Bibi Diah tidak memiliki anak. Sang suami pergi meninggalkannya karena kecelakaan kereta pada 9 Desember 2013 silam. Ia tinggal sendiri--mungkin bersama seorang anak asuhnya yang ia temukan 5 tahun yang lalu di dekat jembatan tol. Aku sendiri belum pernah bertemu dengannya, hanya mendengar beritanya saat Bibi bermain kerumahku dulu.

"Iya. Tadi bus-nya sedikit telat dan aku sulit menemukan taksi."

"Tak apa, tak apa. Silahkan masuk. Ya itu diletakkan di sana saja. Iya di samping sofa. Yakin bawaanmu hanya itu saja? Tak ada yang lain? Baiklah. Apa kabar? Sudah 5 tahun Bibi tidak bertemu denganmu. Sudah dewasa kamu rupanya. Bagaimana sekolahmu? Sudah lulus? Oh begitu. Lalu bagaimana lagi?
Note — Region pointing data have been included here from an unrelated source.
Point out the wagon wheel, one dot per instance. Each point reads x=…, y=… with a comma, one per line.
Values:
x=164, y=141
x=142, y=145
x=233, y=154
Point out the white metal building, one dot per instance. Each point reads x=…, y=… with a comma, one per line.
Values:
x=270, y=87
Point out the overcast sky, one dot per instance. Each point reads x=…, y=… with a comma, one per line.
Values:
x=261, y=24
Cerita sedikit lah, Bibi penasaran."

Akhirnya aku ceritakan semua hal tentang diriku 5 tahun ini, termasuk saat aku harus mencari sumber karya tulisku ke Polda, dimana aku sangat tidak suka dengan sikap salah satu diantara mereka yang hidung belang.
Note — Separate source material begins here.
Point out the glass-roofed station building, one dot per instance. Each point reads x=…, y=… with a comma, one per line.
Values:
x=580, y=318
"Aku turut berbela sungkawa atas kehilanganmu, Mel. Kau ingin istirahat ya? Ayo kita ke kamarmu. Tapi maaf, hanya ada satu kamar tersisa disini. Kamu bisa tidur bersama Adrian. Tidak-tidak, tempat tidurnya terpisah. Masih ada jarak diantara keduanya. Tapi berhati-hatilah, dia agak sulit diajak bicara."

Aku memasuki kamar yang dituju. Sebuah kamar bercat dinding biru dengan double bed yang dipisahkan oleh meja lampu ditengahnya. Jarak yang cukup luas ternyata. Cukup besar untuk dua orang. Aku kemudian menyenderkan ranselku di meja sebelah ranjangku dan aku langsung duduk di ranjang sebelah kanan. Di ujung kamar aku melihat seorang anak laki-laki berusia 17 tahun yang sedang duduk di meja belajar di samping ranjangnya. Dari mana aku tau dia 17 tahun? Seragam sekolah SMA berbadge coklat di bagian kantung dan dasi abu-abu yang tergeletak di atas ranjangnya, dengan buku tulis bertuliskan 'Adrian Saga, XI IPA C' yang sangat rapih.
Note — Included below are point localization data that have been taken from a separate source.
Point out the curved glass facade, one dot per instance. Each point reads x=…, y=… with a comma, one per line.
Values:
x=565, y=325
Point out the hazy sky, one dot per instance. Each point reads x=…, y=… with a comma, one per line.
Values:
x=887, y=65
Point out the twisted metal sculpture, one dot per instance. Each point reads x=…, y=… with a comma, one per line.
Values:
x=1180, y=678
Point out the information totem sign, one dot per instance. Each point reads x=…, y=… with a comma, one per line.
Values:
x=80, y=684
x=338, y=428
Lamunanku menghilang saat tiba-tiba Adrian berlari ke arahku. Wajah Adrian sekarang berada 10 cm didepanku, seakan-akan ia ingin menciumku. Aku yang terkejut karenanya hanya diam. Tanpa kata. Kemudian Adrian mulai menggerakkan bibirnya.

"Lama?"

Aku bingung harus menjawab apa. Karena mungkin tempat ini akan menjadi tempat hidupku entah sampai kapan, maka dengan spontan aku menjawab "Iya."

"Sampai?" balasnya.

"Entah."

"Kenapa?"

"Ibu."

"Apa?"

"Tiada."

Dia lalu memundurkan wajahnya dan duduk di ranjangnya menghadapku. Ia mengacungkan tangan kananya kepadaku. "Adrian."

"Melia", jawabku sambil menjabat tangannya. Saat ku menjabat tangannya, aku merasakan hawa dingin yang berada pada dirinya. Hal yang sudah biasa kurasakan saat kuliah dulu.

"Maaf."

"Tak apa."

Adrian kemudian diam. Pandangannya kosong kearahku. Dengan rasa terintimidasi, aku kemudian mulai mengadakan pembicaraan. "Apa kabar?"

Adrian menjawab "Biasa."

"Bisa berkomunikasi?" tanyaku lugas.

"Pasti."

"Tidak. Maksudku, dengan kalimat lengkap."

"Buat apa? Tidak ada gunanya."

"Itu kau bisa"

"Kalau aku mau." Pandangannya masih dingin terhadapku. Kemudian Adrian mulai bertanya kembali. "Kuliah?"

"Iya."

"Bidang?"

"Kriminologi."

"Brilian!" Seketika Adrian menloncat kegirangan karena mendengar kata itu. Kemudian ekspresi dinginnya berubah menjadi ekspresi yang normal dan berkata "Selamat datang di kantorku. Semoga kau akan senang berada di sini, karena perjalanan akan segera dimulai." Adrian tersenyum padaku.